Re-discovered William Powell Frith Painting Fetches £505,250 at London Auction
The Derby Day presents a satirical panorama of modern Victorian life. Tate/handout

A long-lost painting by English Victorian era painter William Powell Frith has set a new world record after being sold for £505,250 at a London auction.

"The Derby Day" is one of the most famous artworks by Frith, which depicts a 39 centimeter by 91 centimeter picaresque image of a 1850s horse race scene. It shows the crowds from the different sects of society - from a noble family to a prostitute.

The Derby Day presents a satirical panorama of modern Victorian life.
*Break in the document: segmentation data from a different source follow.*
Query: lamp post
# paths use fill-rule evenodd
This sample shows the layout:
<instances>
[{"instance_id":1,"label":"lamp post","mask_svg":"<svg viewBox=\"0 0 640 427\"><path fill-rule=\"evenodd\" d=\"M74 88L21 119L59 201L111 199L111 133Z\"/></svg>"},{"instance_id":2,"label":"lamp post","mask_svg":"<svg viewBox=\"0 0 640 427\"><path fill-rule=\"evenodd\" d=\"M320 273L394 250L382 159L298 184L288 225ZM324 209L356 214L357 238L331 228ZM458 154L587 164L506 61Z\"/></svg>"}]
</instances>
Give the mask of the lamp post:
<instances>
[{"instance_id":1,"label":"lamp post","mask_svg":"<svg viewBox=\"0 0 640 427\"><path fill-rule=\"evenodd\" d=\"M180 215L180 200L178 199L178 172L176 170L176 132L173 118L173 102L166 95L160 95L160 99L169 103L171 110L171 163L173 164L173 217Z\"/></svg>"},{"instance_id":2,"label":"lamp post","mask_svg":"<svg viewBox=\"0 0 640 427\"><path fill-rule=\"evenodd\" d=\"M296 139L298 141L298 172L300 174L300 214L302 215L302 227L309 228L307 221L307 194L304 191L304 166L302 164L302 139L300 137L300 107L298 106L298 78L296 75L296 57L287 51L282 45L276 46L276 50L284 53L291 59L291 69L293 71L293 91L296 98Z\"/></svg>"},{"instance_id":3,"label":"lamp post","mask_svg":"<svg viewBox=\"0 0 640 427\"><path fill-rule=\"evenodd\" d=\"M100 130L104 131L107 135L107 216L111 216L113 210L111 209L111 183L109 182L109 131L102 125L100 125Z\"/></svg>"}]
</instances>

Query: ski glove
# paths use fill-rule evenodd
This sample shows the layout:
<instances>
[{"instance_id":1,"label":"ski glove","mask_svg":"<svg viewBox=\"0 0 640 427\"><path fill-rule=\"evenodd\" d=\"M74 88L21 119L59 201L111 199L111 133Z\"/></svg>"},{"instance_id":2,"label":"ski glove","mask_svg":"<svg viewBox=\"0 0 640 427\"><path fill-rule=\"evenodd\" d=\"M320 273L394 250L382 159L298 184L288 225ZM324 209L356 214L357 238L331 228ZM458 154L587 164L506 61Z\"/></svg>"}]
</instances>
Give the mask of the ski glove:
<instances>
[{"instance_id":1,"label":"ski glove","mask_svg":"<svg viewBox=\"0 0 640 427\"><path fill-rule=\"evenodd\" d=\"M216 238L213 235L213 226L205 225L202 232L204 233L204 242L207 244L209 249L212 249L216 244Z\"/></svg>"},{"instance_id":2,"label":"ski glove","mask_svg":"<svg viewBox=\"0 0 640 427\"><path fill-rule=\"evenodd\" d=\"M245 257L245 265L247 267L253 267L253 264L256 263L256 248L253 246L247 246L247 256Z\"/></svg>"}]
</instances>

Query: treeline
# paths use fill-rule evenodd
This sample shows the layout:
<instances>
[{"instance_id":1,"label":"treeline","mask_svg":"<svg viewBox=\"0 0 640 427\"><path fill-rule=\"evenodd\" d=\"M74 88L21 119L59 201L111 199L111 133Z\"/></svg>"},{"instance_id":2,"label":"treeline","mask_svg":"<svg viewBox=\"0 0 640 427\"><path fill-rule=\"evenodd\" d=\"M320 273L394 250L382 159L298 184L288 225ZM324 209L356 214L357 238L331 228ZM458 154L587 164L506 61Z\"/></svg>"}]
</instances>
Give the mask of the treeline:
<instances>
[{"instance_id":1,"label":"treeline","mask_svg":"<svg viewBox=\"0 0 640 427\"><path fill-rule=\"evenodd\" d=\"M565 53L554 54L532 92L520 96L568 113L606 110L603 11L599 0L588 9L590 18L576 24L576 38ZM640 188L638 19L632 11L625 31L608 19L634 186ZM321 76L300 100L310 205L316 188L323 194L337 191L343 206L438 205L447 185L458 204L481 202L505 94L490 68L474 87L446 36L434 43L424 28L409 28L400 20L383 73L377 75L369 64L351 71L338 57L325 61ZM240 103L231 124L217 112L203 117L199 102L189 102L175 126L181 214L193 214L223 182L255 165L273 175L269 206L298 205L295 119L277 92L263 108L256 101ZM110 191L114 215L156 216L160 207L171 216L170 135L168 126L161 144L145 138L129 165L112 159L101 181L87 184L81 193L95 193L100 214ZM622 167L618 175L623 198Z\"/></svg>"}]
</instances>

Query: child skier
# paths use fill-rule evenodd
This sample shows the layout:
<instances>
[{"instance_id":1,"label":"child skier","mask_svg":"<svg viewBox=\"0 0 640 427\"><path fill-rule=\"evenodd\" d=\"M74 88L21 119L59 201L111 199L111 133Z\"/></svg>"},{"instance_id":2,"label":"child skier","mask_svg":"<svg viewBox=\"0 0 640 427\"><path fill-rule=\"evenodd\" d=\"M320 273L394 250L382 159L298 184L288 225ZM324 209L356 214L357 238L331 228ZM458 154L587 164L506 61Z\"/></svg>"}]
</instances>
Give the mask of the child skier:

When it was first exhibited at the Royal Academy in 1858, it proved so popular that a rail had to be put up to keep back the crowds.

Seen in the painting are a total of three main incidents. On the far left, a group of men in top hats focus on the 'thimble-rigger' with his table. In the centre is an acrobat and his son who looks longingly at a sumptuous picnic being laid out by a footman. Behind them are carriages filled with racegoers, including, on the far right, the mistress of a man leaning against the carriage.
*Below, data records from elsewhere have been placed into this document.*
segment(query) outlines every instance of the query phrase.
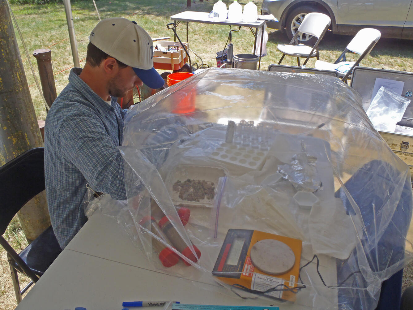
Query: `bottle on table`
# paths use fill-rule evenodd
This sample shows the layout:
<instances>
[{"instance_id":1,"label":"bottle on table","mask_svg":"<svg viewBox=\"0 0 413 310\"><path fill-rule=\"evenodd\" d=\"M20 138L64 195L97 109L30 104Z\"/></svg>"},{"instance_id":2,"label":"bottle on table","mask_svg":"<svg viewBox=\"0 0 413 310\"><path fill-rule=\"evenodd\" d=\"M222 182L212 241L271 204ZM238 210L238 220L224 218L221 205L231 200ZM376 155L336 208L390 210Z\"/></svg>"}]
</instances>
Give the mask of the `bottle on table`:
<instances>
[{"instance_id":1,"label":"bottle on table","mask_svg":"<svg viewBox=\"0 0 413 310\"><path fill-rule=\"evenodd\" d=\"M242 19L242 7L237 0L228 7L228 20L230 21L241 21Z\"/></svg>"},{"instance_id":2,"label":"bottle on table","mask_svg":"<svg viewBox=\"0 0 413 310\"><path fill-rule=\"evenodd\" d=\"M256 21L258 18L257 6L252 1L250 1L244 6L244 21L247 23L253 23Z\"/></svg>"},{"instance_id":3,"label":"bottle on table","mask_svg":"<svg viewBox=\"0 0 413 310\"><path fill-rule=\"evenodd\" d=\"M214 12L214 19L218 21L223 21L227 19L227 5L222 2L222 0L218 0L214 5L212 9Z\"/></svg>"}]
</instances>

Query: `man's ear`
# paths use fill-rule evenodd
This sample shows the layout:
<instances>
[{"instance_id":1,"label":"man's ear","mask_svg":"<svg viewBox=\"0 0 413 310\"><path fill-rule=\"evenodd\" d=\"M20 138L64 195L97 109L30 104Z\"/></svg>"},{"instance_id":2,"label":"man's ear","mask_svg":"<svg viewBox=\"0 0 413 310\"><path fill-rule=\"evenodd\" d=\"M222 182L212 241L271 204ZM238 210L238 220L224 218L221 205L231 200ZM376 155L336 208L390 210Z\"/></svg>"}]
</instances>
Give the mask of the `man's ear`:
<instances>
[{"instance_id":1,"label":"man's ear","mask_svg":"<svg viewBox=\"0 0 413 310\"><path fill-rule=\"evenodd\" d=\"M102 62L103 69L109 74L116 74L119 69L116 60L112 57L108 57Z\"/></svg>"}]
</instances>

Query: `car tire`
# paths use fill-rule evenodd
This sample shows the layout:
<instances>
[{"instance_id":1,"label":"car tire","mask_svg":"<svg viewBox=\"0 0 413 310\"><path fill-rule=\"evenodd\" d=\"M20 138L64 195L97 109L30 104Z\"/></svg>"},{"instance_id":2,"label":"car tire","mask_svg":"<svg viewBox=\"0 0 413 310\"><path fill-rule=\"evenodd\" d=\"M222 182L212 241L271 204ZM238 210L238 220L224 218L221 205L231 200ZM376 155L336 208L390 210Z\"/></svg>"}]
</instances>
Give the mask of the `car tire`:
<instances>
[{"instance_id":1,"label":"car tire","mask_svg":"<svg viewBox=\"0 0 413 310\"><path fill-rule=\"evenodd\" d=\"M285 33L290 40L291 41L294 36L294 34L302 21L302 19L307 14L312 12L327 14L326 12L322 12L320 9L311 5L303 5L297 7L288 14L285 20ZM301 36L299 36L298 38L299 43L302 43L309 45L313 45L317 41L316 38L307 34L302 34Z\"/></svg>"}]
</instances>

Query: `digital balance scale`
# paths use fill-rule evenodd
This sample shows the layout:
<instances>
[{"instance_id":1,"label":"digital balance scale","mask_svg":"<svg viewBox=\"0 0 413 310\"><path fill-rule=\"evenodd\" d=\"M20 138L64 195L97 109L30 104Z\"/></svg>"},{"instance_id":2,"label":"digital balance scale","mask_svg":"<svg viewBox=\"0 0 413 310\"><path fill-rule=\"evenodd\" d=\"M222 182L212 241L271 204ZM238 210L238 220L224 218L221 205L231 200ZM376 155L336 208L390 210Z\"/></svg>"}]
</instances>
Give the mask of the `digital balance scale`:
<instances>
[{"instance_id":1,"label":"digital balance scale","mask_svg":"<svg viewBox=\"0 0 413 310\"><path fill-rule=\"evenodd\" d=\"M294 301L302 241L250 229L228 229L212 275L237 288Z\"/></svg>"}]
</instances>

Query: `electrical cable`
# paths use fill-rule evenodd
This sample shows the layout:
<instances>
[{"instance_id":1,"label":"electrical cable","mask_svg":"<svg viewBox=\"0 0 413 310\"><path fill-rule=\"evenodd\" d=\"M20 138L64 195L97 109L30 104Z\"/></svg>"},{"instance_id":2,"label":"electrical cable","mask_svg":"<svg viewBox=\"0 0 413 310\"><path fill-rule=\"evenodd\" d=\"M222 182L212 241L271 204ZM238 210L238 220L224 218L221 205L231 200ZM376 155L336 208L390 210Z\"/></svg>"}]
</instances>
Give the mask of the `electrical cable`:
<instances>
[{"instance_id":1,"label":"electrical cable","mask_svg":"<svg viewBox=\"0 0 413 310\"><path fill-rule=\"evenodd\" d=\"M239 294L237 293L237 292L235 291L235 290L233 289L234 288L239 289L244 291L247 292L248 293L252 293L255 295L257 295L259 296L263 296L264 295L265 295L266 297L268 297L274 299L276 299L278 301L281 302L284 302L286 300L282 299L280 298L278 298L277 297L275 297L273 296L271 296L271 295L268 295L268 294L272 292L285 291L287 291L291 292L292 293L294 294L297 294L301 289L306 288L307 287L306 286L306 285L303 283L302 280L301 279L301 270L302 270L303 268L308 266L308 265L309 265L314 260L314 259L316 259L317 260L316 269L317 269L317 273L318 274L318 277L320 277L320 279L321 280L321 282L323 283L323 284L324 285L324 286L328 289L338 289L343 284L344 284L346 282L346 281L347 281L347 280L348 280L351 276L356 274L361 273L361 271L355 271L354 272L352 272L350 274L349 274L349 276L347 278L346 278L346 279L344 281L342 281L339 283L337 284L337 286L330 286L329 285L327 285L326 284L325 284L325 282L324 281L324 279L323 279L323 277L321 276L321 274L320 273L320 271L318 270L318 267L320 265L320 261L318 260L318 257L317 256L316 254L314 254L314 256L313 257L313 258L311 259L311 260L308 262L305 265L304 265L300 267L299 271L298 273L298 278L300 281L301 282L301 283L299 284L301 284L301 286L297 286L296 287L291 288L287 286L287 285L285 285L285 284L279 284L276 286L274 286L274 287L272 287L270 289L268 289L268 290L266 290L266 291L257 291L256 290L253 290L251 289L249 289L248 288L244 286L243 285L242 285L241 284L236 283L235 284L233 284L231 286L231 291L233 293L237 295L238 296L240 297L243 299L254 299L258 298L258 297L250 298L250 297L245 297L241 296ZM280 286L283 287L284 288L279 289L278 287L279 287Z\"/></svg>"},{"instance_id":2,"label":"electrical cable","mask_svg":"<svg viewBox=\"0 0 413 310\"><path fill-rule=\"evenodd\" d=\"M16 25L16 28L17 29L17 32L19 33L19 35L20 36L20 39L21 40L21 43L23 44L23 47L24 48L24 51L26 52L26 56L27 57L27 59L29 59L29 55L28 52L27 51L27 48L26 48L26 44L24 43L24 41L23 40L23 36L21 35L21 33L20 32L20 28L19 28L19 25L17 24L17 22L16 20L16 18L14 17L14 14L13 13L13 11L12 11L12 8L10 6L10 4L9 3L9 0L6 0L6 2L7 2L7 5L9 7L9 10L10 11L10 15L12 16L12 18L13 19L13 21L14 22L14 24ZM45 103L45 105L46 107L46 109L47 111L50 110L50 107L49 106L49 105L47 104L47 102L46 101L46 99L45 98L45 96L43 95L43 92L40 89L40 85L39 85L39 81L37 79L37 78L36 76L36 74L34 73L34 69L33 69L33 66L31 64L31 62L29 60L28 63L30 65L30 69L31 69L31 73L33 74L33 77L34 78L34 81L36 82L36 84L37 85L37 88L39 90L39 92L40 93L40 95L42 97L42 99L43 99L43 102Z\"/></svg>"},{"instance_id":3,"label":"electrical cable","mask_svg":"<svg viewBox=\"0 0 413 310\"><path fill-rule=\"evenodd\" d=\"M197 65L197 69L199 69L199 68L200 68L201 67L202 67L202 66L206 66L206 68L209 68L209 65L208 64L204 64L204 61L203 61L203 60L202 60L202 58L201 58L200 57L199 57L199 56L198 56L198 55L197 55L197 53L196 53L196 52L194 52L194 51L193 51L193 50L191 50L191 49L190 48L188 48L188 49L189 49L189 50L190 50L190 51L191 51L191 52L193 52L193 53L194 53L194 54L195 54L195 55L196 56L197 56L197 57L198 58L199 58L199 59L200 59L200 60L201 60L201 62L202 62L202 64L200 64L200 65L198 65L198 64L197 64L197 63L196 62L195 62L195 63L194 63L194 64L193 64L192 65L192 66L194 66L194 67L195 67L195 64L196 64L196 65Z\"/></svg>"}]
</instances>

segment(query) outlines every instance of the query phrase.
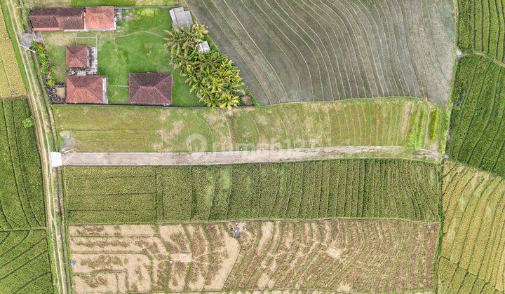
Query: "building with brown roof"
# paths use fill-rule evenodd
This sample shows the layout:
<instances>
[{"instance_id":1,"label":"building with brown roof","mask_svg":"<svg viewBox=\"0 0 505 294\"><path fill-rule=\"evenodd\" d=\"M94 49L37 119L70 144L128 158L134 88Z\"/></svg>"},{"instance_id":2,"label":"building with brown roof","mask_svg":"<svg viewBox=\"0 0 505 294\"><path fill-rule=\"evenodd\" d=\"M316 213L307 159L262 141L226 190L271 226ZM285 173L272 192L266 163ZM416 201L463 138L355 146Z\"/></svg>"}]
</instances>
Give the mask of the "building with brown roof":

The painting had been reportedly kept hanging in an unlocked New England beach hut for around 50 years. It was only recently that a friend of the owner suggested that it could be auctioned as it might be of some value.

At the Christie's auction, the painting was sold over to an anonymous bidder over the phone and at a price that set records for Frith's painting across the globe.

According to BBC, the anonymous vendor, now in his 60s, believes his parents bought the painting sometime before World War II, when Victorian art was not considered worthy by collectors.

The completed version of the painting can be found in London's Tate Britain gallery.

Frith, one of the greatest painters in British history, is also known for some other unique artworks like The Railway Stations, The Crossing Sweeper and A Private View at the Royal Academy.